Languages Spoken In the Middle East

Understanding languages spoken in other parts of the world is essential to understanding their culture. The purpose of this project is to educate on the basic components of middle eastern languages.

Arabic: Modern Arabic belongs to the Semitic language family. Semitic languages have a history recorded back thousands of years. While the origins of the Semitic language family are currently in dispute among scholars, there is agreement that they originated in the Mediterranean Basin area, especially in the Tigris-Euphrates river basin and in the coastal areas of the Levant.The Semitic language family is a descendant of “proto-Semitic”—an ancient language that was exclusively spoken and has no written record. While a majority of the many other Semitic languages are now considered “dead” languages, either entirely obsolete or used only in religious practice, Arabic has flourished. The reason for this is inextricably linked with the rise of Islam and, more specifically, Islam’s holy book, the Qur’an.

Turkish: Turkish is a very ancient language and belongs to the Altaic branch of the Ural-Altaic family of languages. As one of the most widely spoken languages in the world, it is spoken by almost 65 million people in Turkey and over a large geographical area in Europe and Asia.

Hebrew: Hebrew is one of a large group of languages, called `Semitic', spoken throughout the Middle East and North Africa. The name was first used as late as 1781 by a German scholar.

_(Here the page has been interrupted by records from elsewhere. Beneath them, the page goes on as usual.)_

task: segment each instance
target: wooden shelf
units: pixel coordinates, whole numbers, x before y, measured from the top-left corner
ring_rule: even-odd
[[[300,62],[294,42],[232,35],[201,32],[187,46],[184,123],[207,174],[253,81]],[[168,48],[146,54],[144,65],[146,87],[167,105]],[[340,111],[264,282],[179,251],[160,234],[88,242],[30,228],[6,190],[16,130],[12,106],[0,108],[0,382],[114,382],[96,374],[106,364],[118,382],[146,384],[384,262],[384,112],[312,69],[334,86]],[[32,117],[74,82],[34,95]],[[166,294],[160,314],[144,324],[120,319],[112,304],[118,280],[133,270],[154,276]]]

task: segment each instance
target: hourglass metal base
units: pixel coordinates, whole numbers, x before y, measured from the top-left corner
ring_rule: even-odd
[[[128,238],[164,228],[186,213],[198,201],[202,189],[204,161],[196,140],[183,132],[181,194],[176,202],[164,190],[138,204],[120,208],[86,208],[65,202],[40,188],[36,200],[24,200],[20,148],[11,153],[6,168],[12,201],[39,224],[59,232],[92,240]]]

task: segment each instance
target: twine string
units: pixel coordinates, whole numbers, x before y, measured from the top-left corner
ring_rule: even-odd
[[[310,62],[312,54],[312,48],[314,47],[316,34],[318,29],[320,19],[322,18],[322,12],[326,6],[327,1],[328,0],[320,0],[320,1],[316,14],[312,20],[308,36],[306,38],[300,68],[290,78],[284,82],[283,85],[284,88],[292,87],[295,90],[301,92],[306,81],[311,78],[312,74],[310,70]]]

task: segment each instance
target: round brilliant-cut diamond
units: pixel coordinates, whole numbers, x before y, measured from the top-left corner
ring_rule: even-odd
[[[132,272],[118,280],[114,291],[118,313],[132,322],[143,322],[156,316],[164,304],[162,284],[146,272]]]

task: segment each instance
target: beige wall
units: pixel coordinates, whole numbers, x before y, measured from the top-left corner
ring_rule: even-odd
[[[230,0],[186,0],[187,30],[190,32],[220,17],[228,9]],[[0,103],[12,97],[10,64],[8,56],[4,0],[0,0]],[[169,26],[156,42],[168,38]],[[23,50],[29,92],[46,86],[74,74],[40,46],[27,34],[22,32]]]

He wanted to subdivide languages into related groups according to their similarities, and he named them after the three people: the sons of Noah. One of them, Shem, whose name is the origin of `Semitic', was the father of Eber. Eber's name is given in the Bible as the origin of `Hebrew'. Semitic languages are spoken in three main geographic regions. Northwest Semitic covers Israel and its neighbors, including Hebrew from Israel, Canaanite spoken by its earlier inhabitants, Phoenician from the coastal region to the north of Haifa, Ugaritic to the north of that, and a group of languages to the east including Edomite, Ammonite and Moabite. Hebrew, and several other languages, survived in scholarly or literary use long after they ceased to be spoken for everyday purposes.

Kurdish: Kurdish is the language of more than twenty million Kurds living in a vast unbroken territory.
Kurdish belongs to the family of Indo-European languages and to the Irano-Aryan group of this family.
The Iranophone tribes and peoples of Central Asia and of the bordering territories begin moving towards the Iranian plateau and the littoral steppes of the Black sea at the turning point of the second and first millennium B.C. As these tribes and peoples invade the area, they give their language and their name to other Irano-aryan peoples already present on the land. Even today there are fairly large pockets of non-Kurdophone Kurds living in Kurdistan of Turkey, of Iran and of Iraq.